Das 6 jährige Kind meinte mal zu mir "... ich habe Angst dass ich ins Heim muss" und jetzt ist der Bogen überspannt von der Mutter, dass jetzt wirklich alles auf der Kippe steht...und es sind so tolle Kinder...

Beitrag von pamelamaria 12.04.10 - 18:22 Uhr

Hört sich wirklich gut an. Bin sehr beruhigt, hatte da echt meine Zweifel, ob das alles wohl gut überlegt wurde usw.

Ich wünsche Euch und vorallem den Kindern, daß alles gut wird.,

Beitrag von snake10.04 12.04.10 - 21:45 Uhr

hallo,

ich weiß, dass Pflegefamilien Supervision bekommen, die durchaus auch dazu dienen kann, solche "kleinigkeiten" des alltags zu klären. erkundige dich mal beim JA dazu und evtl gibt`s ja auch Kontaktgruppen zum Austausch mit anderen Pflegeeltern ...

Wünsch Dir und vor allem den Kindern alles Gute

Beitrag von taliysa 11.04.10 - 22:19 Uhr

Hallo,

also ich sehe es leider ähnlich kritisch, wie meine Vorposterin.

Nicht nur die Kurse die zu machen sind. Ein Jugendamt vermittelt auch sehr ungern Kinder in eine Familie, die älter sind als die leiblichen Kinder... und das wäre bei dem 6 jährigen Jungen gegeben...

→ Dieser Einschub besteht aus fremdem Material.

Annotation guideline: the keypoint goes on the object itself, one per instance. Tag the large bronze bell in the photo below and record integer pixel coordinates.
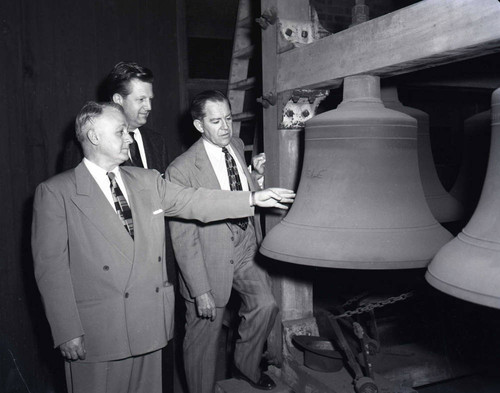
(468, 267)
(444, 206)
(360, 202)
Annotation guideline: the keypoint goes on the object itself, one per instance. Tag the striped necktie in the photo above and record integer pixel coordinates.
(234, 183)
(121, 205)
(135, 154)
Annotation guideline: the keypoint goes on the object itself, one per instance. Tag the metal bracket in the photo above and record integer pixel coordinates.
(267, 18)
(294, 33)
(267, 99)
(301, 106)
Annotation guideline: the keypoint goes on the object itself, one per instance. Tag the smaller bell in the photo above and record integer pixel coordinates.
(443, 205)
(475, 152)
(468, 267)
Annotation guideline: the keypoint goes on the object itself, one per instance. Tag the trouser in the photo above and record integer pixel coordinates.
(258, 311)
(137, 374)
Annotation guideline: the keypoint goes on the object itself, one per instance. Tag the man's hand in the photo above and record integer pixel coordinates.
(274, 197)
(259, 163)
(73, 349)
(205, 306)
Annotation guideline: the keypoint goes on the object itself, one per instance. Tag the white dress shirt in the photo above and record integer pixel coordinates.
(102, 179)
(218, 160)
(140, 143)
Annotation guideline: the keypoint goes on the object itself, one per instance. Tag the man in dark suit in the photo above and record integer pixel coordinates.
(131, 86)
(215, 258)
(98, 241)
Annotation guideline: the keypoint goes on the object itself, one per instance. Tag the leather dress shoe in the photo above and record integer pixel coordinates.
(264, 383)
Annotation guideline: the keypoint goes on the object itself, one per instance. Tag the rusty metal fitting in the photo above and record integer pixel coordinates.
(267, 18)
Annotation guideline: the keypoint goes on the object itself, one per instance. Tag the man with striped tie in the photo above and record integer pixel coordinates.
(98, 241)
(217, 258)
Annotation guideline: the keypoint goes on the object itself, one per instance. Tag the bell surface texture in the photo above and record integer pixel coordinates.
(468, 267)
(444, 206)
(360, 202)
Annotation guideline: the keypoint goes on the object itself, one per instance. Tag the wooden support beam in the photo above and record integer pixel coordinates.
(426, 34)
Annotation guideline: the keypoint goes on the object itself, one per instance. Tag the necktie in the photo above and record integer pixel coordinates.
(135, 155)
(234, 182)
(121, 205)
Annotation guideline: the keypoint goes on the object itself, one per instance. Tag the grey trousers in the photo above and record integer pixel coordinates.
(258, 311)
(138, 374)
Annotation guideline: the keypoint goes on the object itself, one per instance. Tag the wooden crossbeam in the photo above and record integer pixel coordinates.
(426, 34)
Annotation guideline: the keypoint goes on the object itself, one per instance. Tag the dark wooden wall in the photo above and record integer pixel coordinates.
(53, 55)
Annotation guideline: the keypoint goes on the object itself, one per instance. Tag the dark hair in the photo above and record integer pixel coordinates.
(119, 78)
(85, 118)
(197, 107)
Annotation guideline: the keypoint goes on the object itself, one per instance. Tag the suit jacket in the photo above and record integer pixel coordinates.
(155, 149)
(98, 282)
(204, 251)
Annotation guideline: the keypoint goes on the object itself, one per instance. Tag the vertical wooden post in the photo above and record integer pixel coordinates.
(282, 147)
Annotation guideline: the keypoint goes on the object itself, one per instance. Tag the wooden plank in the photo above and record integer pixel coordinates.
(244, 53)
(245, 84)
(243, 116)
(423, 35)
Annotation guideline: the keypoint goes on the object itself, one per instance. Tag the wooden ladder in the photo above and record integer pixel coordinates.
(240, 83)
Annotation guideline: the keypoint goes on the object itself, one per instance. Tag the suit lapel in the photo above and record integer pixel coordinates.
(206, 173)
(243, 164)
(93, 204)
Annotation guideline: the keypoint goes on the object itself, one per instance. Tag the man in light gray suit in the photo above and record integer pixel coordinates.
(215, 258)
(98, 240)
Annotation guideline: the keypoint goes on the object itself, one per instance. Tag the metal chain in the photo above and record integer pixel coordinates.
(374, 305)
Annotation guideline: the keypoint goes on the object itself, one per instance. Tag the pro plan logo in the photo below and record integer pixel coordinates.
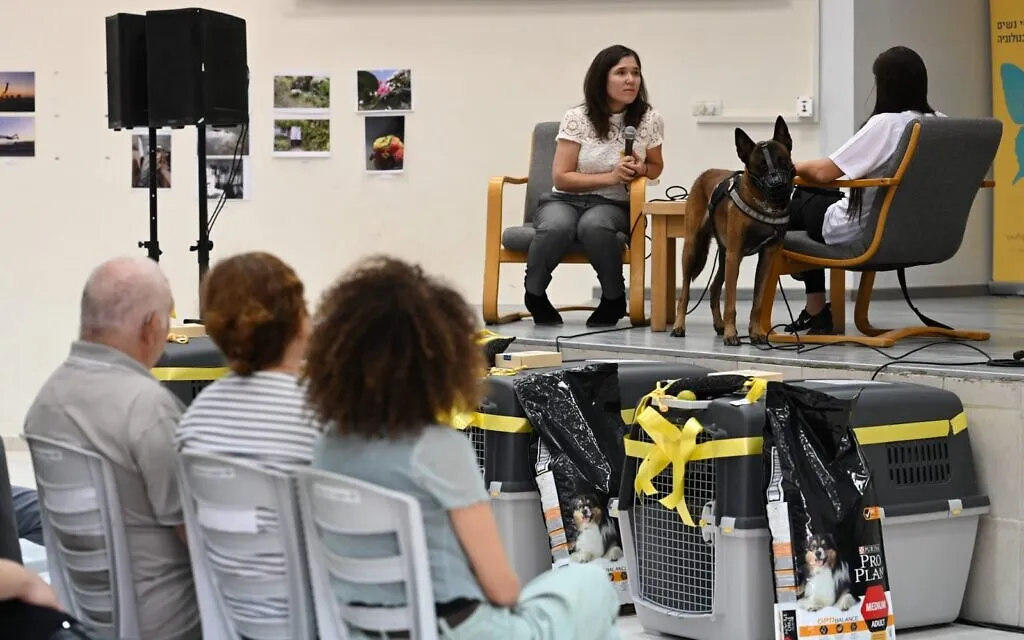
(875, 608)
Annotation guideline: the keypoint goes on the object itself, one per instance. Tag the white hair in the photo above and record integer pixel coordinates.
(120, 294)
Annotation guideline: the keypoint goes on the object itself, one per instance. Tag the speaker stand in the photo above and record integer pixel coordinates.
(203, 245)
(153, 245)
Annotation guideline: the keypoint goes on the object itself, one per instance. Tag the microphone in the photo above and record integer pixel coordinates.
(630, 133)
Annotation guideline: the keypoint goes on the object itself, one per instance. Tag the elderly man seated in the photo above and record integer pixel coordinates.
(103, 398)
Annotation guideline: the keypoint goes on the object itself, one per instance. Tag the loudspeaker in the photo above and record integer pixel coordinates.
(126, 72)
(197, 69)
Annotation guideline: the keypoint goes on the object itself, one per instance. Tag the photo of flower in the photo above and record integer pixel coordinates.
(384, 89)
(302, 92)
(385, 143)
(302, 137)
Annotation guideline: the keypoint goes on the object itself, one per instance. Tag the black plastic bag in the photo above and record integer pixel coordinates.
(577, 414)
(827, 553)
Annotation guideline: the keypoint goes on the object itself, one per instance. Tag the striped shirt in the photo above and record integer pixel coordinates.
(263, 419)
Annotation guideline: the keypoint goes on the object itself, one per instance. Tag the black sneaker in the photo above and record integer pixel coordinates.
(543, 311)
(608, 312)
(819, 324)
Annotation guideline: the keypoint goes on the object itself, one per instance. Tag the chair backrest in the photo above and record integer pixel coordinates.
(246, 542)
(336, 505)
(542, 156)
(86, 545)
(931, 206)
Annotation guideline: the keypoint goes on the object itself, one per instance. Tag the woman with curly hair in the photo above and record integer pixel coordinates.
(393, 349)
(255, 312)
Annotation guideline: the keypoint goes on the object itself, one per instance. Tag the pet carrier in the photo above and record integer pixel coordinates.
(187, 369)
(504, 441)
(701, 569)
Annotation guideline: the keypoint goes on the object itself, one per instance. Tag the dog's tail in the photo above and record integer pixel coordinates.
(696, 205)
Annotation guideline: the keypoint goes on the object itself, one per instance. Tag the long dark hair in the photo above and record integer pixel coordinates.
(595, 90)
(900, 84)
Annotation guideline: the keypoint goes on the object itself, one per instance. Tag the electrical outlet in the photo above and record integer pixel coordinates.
(805, 107)
(707, 108)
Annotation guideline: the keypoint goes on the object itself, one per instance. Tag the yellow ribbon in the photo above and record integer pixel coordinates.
(671, 445)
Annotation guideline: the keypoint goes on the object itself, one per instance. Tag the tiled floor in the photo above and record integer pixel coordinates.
(19, 466)
(1004, 317)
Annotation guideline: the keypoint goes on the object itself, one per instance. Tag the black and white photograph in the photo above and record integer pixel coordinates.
(17, 136)
(227, 178)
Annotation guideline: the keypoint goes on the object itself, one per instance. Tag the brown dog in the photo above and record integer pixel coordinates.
(747, 213)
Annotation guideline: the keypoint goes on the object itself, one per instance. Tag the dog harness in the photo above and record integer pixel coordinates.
(730, 186)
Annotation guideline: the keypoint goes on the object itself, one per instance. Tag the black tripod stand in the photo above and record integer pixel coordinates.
(153, 245)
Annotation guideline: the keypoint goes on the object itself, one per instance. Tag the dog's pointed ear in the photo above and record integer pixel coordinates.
(782, 133)
(744, 145)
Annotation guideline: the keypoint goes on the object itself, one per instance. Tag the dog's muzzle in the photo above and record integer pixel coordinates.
(776, 183)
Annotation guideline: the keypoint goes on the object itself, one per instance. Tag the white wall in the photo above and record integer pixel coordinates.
(952, 37)
(483, 72)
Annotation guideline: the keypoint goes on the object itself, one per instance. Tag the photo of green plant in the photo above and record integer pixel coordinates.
(302, 137)
(301, 92)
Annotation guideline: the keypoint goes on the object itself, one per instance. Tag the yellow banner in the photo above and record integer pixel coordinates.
(1008, 104)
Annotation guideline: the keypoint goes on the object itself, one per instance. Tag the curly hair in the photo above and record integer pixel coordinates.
(254, 307)
(392, 350)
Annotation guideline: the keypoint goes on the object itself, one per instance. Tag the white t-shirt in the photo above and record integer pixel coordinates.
(601, 156)
(861, 157)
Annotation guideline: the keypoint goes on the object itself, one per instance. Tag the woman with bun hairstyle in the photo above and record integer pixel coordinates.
(393, 349)
(256, 314)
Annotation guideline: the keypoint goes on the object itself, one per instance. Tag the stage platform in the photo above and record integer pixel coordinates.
(993, 398)
(1004, 317)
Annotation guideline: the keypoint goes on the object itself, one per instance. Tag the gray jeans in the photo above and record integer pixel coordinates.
(27, 514)
(596, 222)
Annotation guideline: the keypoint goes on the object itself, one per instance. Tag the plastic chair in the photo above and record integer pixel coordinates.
(236, 511)
(336, 505)
(85, 537)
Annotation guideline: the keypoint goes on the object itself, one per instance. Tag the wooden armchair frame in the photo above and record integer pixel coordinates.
(787, 262)
(495, 254)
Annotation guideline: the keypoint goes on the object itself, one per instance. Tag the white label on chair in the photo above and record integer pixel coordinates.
(227, 520)
(338, 494)
(214, 473)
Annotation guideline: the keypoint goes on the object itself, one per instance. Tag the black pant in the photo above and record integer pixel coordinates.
(807, 213)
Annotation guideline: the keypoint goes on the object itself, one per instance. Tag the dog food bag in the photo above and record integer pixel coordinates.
(580, 454)
(830, 579)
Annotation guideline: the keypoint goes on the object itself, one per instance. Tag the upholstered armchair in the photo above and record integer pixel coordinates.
(919, 217)
(506, 245)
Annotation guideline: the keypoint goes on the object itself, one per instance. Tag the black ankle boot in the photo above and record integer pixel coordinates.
(608, 312)
(818, 325)
(543, 311)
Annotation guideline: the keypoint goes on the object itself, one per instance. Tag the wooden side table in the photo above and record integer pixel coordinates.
(667, 224)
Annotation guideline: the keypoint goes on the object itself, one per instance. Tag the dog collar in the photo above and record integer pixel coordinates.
(751, 211)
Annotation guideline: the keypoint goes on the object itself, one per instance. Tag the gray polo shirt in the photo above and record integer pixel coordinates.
(103, 400)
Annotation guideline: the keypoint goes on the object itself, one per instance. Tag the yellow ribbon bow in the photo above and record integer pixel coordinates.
(672, 445)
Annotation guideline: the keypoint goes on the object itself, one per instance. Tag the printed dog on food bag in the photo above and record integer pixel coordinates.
(827, 577)
(596, 536)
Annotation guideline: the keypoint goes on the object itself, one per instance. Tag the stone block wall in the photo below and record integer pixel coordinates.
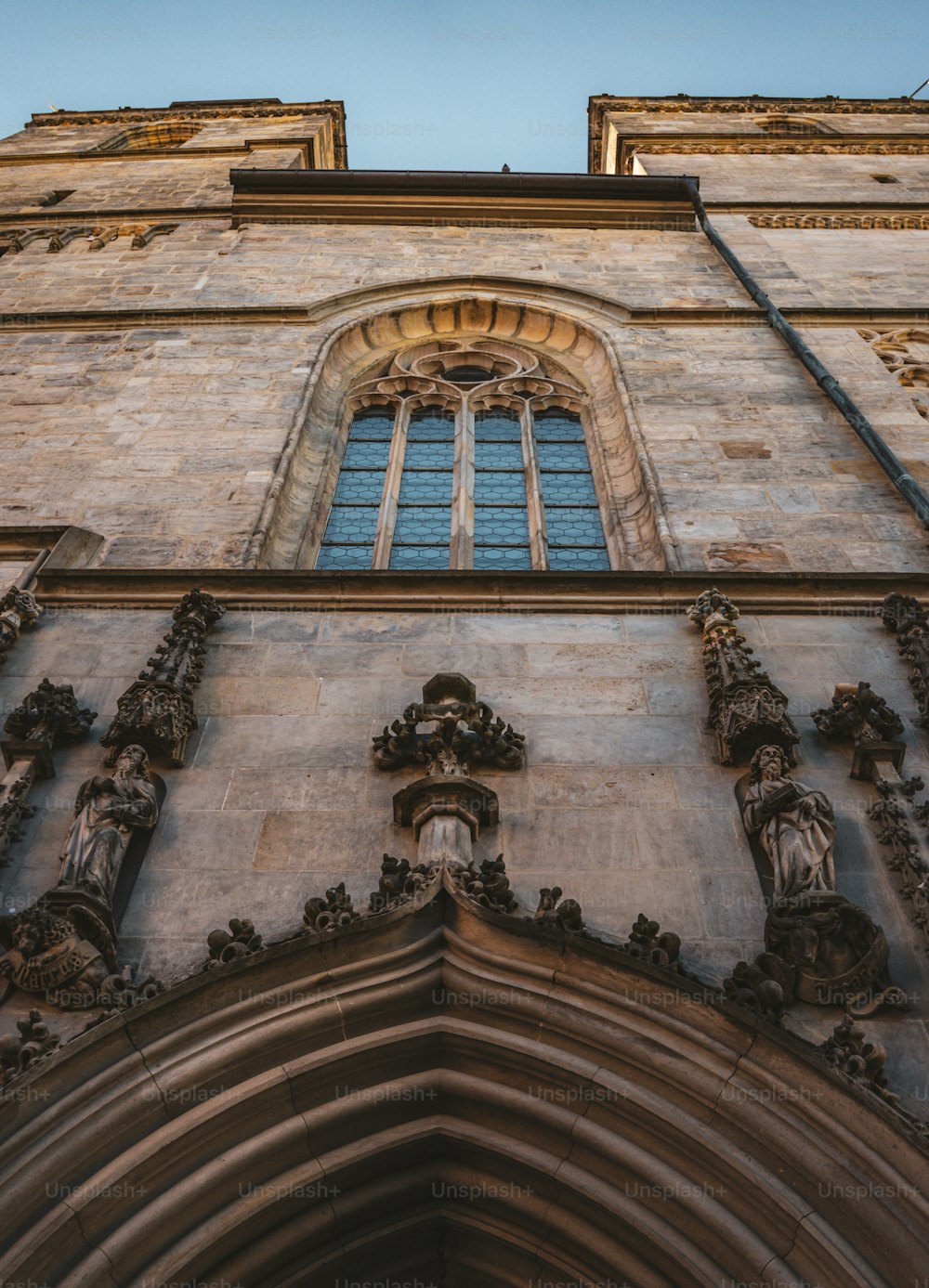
(622, 801)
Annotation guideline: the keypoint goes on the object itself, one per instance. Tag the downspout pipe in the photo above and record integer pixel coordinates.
(888, 460)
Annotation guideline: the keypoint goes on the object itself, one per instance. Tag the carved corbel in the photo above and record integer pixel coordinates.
(447, 733)
(909, 624)
(157, 709)
(145, 236)
(17, 612)
(48, 715)
(746, 709)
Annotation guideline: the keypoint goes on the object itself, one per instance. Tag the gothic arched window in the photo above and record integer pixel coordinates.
(465, 456)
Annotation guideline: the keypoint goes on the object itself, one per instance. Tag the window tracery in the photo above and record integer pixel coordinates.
(465, 455)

Erkundige dich doch zuerst einmal bei eurem zuständigen Jugendamt danach. DANACH kannst du dir die Gedanken um solche Kleinigkeiten machen ;) Das wird sich regeln, falls ihr die Kinder zu euch nehmen könnt.

LG Janine

Beitrag von catblue 15.04.10 - 20:29 Uhr

Hey!
Das wäre mir ganz neu... als ich Tagesmutter war, war meine Maus 1 Jahr alt und da haben die mich ja schon gefragt, ob ich nicht Vollzeitpflege machen möchte und wie jung sollte denn dann das Pflegekind sein!
Daher glaube ich das nicht! Fangen jetzt mit den Kursen an und dann gucken!